All joking aside, everyone knew that a draft number that
low meant certain deployment. An opportunity to attend
aviation school offered by the Marines helped shape Katz’s
future military career.
But his decision to enlist didn’t make the reality of Vietnam
any easier. Katz deployed to Vietnam in September 1970
as a 21-year-old lance corporal, aviation electrician, UH-1E
crew member/gunner. The squadron’s primary mission was
to provide fire support for transport helicopters inserting and
extracting Marines, supplies, and the wounded; conducting
search and destroy missions; and providing fire support for
ground units in contact with the enemy.
After 10 months and seven days in Vietnam, Katz returned
to the United States via the Los Angeles airport where a small
group of protesters were shouting “baby killer” and other
derogatory remarks. Initially, he was alone waiting for a con-necting
flight when the confrontation began.
“Then some other Marines joined me, and that ended it,”
he says.
Katz remembers the flight across the country being quiet.
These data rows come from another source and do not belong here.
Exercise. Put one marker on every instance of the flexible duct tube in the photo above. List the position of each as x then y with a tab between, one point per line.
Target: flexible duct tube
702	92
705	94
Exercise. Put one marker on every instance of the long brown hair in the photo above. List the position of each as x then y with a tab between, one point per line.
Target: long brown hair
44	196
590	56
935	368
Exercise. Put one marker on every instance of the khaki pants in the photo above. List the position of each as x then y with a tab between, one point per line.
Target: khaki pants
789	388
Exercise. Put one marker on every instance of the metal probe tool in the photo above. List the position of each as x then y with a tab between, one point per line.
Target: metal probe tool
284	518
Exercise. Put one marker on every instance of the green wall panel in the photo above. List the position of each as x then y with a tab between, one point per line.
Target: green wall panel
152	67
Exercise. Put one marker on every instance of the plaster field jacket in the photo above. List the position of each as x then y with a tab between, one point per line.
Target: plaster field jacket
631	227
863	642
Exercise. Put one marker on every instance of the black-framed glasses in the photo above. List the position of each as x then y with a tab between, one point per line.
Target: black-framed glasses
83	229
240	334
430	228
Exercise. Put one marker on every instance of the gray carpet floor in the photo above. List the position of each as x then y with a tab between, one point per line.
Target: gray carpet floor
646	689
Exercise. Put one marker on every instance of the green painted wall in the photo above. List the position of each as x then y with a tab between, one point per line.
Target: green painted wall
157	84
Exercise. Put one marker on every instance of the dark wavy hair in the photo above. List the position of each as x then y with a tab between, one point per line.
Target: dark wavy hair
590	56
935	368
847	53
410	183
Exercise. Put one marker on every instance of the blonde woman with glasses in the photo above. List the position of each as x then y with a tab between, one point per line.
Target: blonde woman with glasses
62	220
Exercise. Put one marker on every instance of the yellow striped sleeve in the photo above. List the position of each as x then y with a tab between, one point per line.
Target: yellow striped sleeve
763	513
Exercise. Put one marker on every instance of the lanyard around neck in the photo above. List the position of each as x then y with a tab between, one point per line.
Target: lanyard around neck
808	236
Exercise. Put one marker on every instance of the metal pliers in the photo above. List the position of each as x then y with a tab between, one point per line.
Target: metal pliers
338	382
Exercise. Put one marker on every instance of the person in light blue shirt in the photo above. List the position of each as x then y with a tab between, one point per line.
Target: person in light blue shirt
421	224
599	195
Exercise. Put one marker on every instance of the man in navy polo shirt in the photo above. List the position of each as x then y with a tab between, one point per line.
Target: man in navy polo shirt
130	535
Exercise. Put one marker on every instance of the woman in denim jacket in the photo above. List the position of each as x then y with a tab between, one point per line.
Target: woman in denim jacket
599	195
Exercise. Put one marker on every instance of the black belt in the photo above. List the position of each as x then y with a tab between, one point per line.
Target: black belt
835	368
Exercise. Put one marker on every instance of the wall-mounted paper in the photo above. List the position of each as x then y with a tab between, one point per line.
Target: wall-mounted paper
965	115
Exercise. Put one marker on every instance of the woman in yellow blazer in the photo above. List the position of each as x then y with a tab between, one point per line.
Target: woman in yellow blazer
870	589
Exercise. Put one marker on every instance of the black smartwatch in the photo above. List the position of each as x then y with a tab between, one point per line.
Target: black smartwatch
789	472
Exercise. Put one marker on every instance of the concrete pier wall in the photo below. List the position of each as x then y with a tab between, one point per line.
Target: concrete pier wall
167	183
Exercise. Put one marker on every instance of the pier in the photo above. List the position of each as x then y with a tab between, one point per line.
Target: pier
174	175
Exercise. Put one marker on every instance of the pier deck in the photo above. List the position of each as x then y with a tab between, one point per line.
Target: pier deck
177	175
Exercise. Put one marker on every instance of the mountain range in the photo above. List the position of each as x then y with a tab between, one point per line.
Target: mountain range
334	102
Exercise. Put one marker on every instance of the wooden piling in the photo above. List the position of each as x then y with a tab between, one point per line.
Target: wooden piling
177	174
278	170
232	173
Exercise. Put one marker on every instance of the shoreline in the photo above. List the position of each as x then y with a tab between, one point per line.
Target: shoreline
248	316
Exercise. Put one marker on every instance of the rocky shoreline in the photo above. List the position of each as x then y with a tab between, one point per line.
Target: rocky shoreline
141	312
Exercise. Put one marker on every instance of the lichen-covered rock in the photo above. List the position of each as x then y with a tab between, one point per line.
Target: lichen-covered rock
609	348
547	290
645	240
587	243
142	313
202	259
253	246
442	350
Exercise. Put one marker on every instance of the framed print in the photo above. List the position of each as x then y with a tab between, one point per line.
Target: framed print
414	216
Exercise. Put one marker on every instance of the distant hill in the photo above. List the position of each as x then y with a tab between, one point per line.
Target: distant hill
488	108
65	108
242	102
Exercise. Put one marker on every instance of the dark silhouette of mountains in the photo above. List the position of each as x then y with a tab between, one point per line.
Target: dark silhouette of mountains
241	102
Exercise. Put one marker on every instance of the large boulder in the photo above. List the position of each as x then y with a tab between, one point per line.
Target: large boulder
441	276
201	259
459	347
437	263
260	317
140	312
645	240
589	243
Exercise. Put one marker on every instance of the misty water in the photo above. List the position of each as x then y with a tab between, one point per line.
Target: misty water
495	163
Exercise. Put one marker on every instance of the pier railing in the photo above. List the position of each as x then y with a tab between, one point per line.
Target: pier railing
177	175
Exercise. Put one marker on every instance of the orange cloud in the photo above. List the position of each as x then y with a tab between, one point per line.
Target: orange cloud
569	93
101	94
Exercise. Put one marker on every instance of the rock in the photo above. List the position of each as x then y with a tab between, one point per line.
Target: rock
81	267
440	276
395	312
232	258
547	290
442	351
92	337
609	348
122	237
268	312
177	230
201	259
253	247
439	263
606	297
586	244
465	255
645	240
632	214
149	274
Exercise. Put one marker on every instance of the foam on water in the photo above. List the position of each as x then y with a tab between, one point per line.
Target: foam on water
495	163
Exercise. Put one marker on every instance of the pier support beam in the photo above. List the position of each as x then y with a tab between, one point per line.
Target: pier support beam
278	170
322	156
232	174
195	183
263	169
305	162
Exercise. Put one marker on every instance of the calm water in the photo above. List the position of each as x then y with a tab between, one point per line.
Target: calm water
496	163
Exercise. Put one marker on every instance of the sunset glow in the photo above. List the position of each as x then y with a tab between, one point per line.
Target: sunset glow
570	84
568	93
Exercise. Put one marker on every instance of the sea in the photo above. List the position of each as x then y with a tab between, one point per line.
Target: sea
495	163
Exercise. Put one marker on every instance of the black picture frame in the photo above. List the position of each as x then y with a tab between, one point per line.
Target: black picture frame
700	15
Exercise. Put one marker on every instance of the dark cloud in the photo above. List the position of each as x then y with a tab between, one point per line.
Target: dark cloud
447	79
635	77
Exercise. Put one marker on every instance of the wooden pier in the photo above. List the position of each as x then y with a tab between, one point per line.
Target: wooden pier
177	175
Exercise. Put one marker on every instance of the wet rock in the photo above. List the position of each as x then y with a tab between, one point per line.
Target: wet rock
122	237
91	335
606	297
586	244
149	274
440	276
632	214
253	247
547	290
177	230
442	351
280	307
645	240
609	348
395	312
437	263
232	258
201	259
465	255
He talked to no one. But he experienced the same
verbal abuse at the Boston airport until a state trooper
dispersed the hecklers and walked him to the baggage
claim.
His reception back home in the small town of Hull,
Massachusetts, was completely different. His parents
picked him up at the airport, and a fire engine escorted
them into town.
Katz calls himself an anomaly compared with
Vietnam veterans who went back to civilian life after
their tour.
“I stayed in, so I didn’t go through what a lot of the
other guys went through,” he says. “And I didn’t have
the adjustment problems they had.”
Katz makes an extra effort to show respect to anyone
he can identify as a Vietnam veteran.
“I always say ‘welcome home’ because that’s one
thing our generation didn’t get,” he says.
Katz retired from the Marines as a colonel in 2004
after 36 years of service. But he didn’t stop serving.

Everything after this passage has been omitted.